When confronted with the prospect of oil supplies being insufficient to meet future needs, the immediate thought is what about the alternatives such as biofuels, hydrogen and electric vehicles? It is highly unlikely that they will be able to fill the gap. For example if half of Australia’s sugarcane production was diverted to ethanol it would replace (pdf) just 1/38th of Australia’s liquid fuel consumption. Under the Commonwealth Government’s most optimistic (pdf) scenario the additional global demand for hydrogen is estimated at 50 million tonnes in 2040. Whilst this might sound impressive it only equates to around three mb/d of oil production (calculated using this energy conversion calculator). In other words, it will take 20 years to be able to produce the equivalent amount of additional hydrogen that we can expect to lose in oil production each and every year. In 2019 electric vehicle (EV) sales were just 0.6% of all new car sales with EVs making up just 0.2% of Australia’s total vehicle fleet. When it comes to alternatives the story can be summarised as too little too late.
This is not to say that alternative fuels and propulsion systems are not important, they are critically so for our long-term future beyond oil. However, it does highlight that the response to our oil predicament cannot be predicated on having access to anywhere near current levels of liquid fuel.

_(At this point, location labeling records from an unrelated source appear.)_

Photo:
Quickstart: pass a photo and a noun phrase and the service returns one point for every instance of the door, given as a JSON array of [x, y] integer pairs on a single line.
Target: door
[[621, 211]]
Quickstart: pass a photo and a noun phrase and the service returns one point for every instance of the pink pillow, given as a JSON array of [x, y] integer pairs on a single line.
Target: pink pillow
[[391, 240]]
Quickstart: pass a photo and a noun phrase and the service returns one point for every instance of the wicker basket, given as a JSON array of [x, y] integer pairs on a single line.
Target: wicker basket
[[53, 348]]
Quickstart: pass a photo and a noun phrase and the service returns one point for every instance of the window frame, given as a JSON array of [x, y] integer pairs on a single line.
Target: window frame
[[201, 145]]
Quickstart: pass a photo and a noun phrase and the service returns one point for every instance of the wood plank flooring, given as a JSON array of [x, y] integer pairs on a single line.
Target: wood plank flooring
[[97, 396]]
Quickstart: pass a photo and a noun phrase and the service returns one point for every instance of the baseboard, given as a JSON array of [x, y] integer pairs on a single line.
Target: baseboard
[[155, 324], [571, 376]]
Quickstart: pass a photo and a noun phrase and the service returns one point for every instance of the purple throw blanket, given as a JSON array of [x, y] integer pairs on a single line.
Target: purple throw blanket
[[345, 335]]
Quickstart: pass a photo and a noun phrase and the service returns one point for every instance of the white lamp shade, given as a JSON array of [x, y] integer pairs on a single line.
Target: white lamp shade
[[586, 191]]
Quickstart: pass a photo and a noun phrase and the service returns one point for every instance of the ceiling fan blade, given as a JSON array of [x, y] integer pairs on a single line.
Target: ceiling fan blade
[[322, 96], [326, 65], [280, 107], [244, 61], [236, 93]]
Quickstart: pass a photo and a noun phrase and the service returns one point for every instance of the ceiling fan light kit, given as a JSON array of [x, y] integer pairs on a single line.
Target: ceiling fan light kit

Geopolitics is another factor that must be considered. Conflict in the South China Sea (through which 50 per cent of Australia’s diesel and 75 per cent of our jet fuel transits), or the Persian Gulf could disrupt global oil trade with little notice. Oil infrastructure is also vulnerable as demonstrated by the 2019 drone and missile strikes against Saudi Arabia which resulted in more than half of Saudi Arabia’s oil production being temporarily taken offline. The availability of oil is also likely to reduce as more bilateral deals, such as those between China and Iran and China and Russia, are established reducing the oil available on the market for other oil importing countries.
Oil dependence is Australia’s sword of Damocles, which for all intents and purposes is being ignored by governments at all levels. Australia needs to structurally reduce its oil consumption and by a large proportion commencing immediately. It is difficult to overstate how challenging is the task that lays before us as a nation, but failure to act will have potentially devastating impacts on every aspect of economic activity and our daily lives. Having defined our oil predicament, a subsequent post will explore some ideas on how me may go about structurally reducing Australia’s oil dependency.